What is particularly significant is that a year ago Joe Cole would have been a peripheral figure. Bracketing him with the other named players would have been like adding an improvisational jazz player to a classically trained quintet.
Pressed on this promotion in Eriksson's thinking, the England coach enthuses: "The player who improved most last season was Joe Cole. He suddenly became what we all hoped for. Suddenly, he became an important football player. Before he was a talent, doing a lot of tricks. Now he's hard-working; he's defending. He's still doing his tricks, when it's the right time to do them. For me, he made the biggest step." And has he progressed to world-class level? "If he plays as he did at the end of last season, yes."
Eriksson offers his opinions after a training session at the Douglas Eyre Sports Centre in Walthamstow, east London. The "players", if we can loosely describe them thus, are not England's élite, but members of the media, who range from the never-made-its to the never-woulds; not under any circumstances.
We have been invited to what is described as "McDonald's FA coaching master class with Sven", which rather suggested the presence of the great man out there, breaking sweat along with you. In truth, few football coaches have a real penchant for media interrogation. Eriksson is not alone in that. Yet while the majority of his peers claim that their only desire is "being out on the training pitch with their players", the England coach appears to have no great fondness for being a paid-up member of the tracksuited, woolly-hatted brigade either.
He makes no attempt to counter this commonly held assumption, turning up in a suit and maintaining an amused, watching brief from the sidelines as we attempt - with the assistance of Alan Brown, the grass-roots coach of the year, and others among the game's 8,000 new community coaches who have come through a scheme supported by McDonald's, the FA's official community partner - to display skills that had never been fully developed, or in some cases never existed.
But will anybody really care about his coaching methods if he succeeds where no one has since Sir Alf Ramsey? Unlikely.
Eriksson is in the fortunate position of being able to name now his starting 11, not-withstanding injuries, loss of form and the usual quandaries over formations.
The Swede is asked whether, in the friendly against Denmark in Copenhagen a week on Wednesday, he will experiment with squad players or use the match as an opportunity to hone a settled side, with the qualifiers (starting with Wales on 3 September) in mind.

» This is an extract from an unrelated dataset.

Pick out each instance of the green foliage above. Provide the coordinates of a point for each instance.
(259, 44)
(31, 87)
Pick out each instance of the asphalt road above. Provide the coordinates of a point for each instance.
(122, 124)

"The ideal situation would be to play the first team - the team I want to play against Wales - and give them at least 45 minutes," he says.

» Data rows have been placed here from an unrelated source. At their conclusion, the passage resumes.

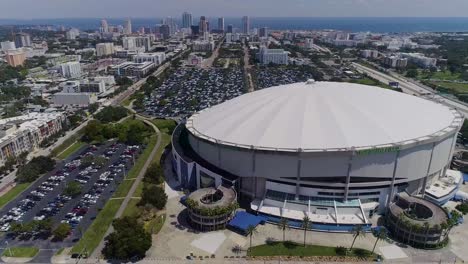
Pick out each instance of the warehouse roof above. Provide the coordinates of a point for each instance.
(315, 116)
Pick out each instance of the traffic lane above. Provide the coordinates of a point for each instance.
(88, 186)
(37, 183)
(105, 196)
(29, 216)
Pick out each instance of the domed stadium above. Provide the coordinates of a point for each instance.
(335, 152)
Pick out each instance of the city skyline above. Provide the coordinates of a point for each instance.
(213, 8)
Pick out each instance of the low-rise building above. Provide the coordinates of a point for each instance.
(104, 49)
(370, 54)
(420, 59)
(395, 62)
(275, 56)
(132, 69)
(203, 45)
(25, 133)
(156, 58)
(70, 69)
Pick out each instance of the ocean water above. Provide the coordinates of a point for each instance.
(387, 24)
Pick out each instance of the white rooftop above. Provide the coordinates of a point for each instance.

Though there remains an open invitation for the support cast, the likes of Michael Carrick and Chelsea's new recruit Shaun Wright-Phillips, to enhance their claims, Eriksson emphasises that he will not be easily persuaded. "He's a great player, he's young and can still improve," he says of Carrick when it is suggested that he would make a natural replacement, as a holding midfielder, for Nicky Butt. "But if Lampard and Gerrard are fit, I have no intention of moving them out of the team."
Which tends to confirm, if there were any lingering doubts, that he will fit the player to a role, not the converse. All very well, assuming those individuals are fit and in form. Or, to put it another way, assuming that the England coach has learnt the lesson yielded by his erroneous perseverance with his captain in Japan three years ago.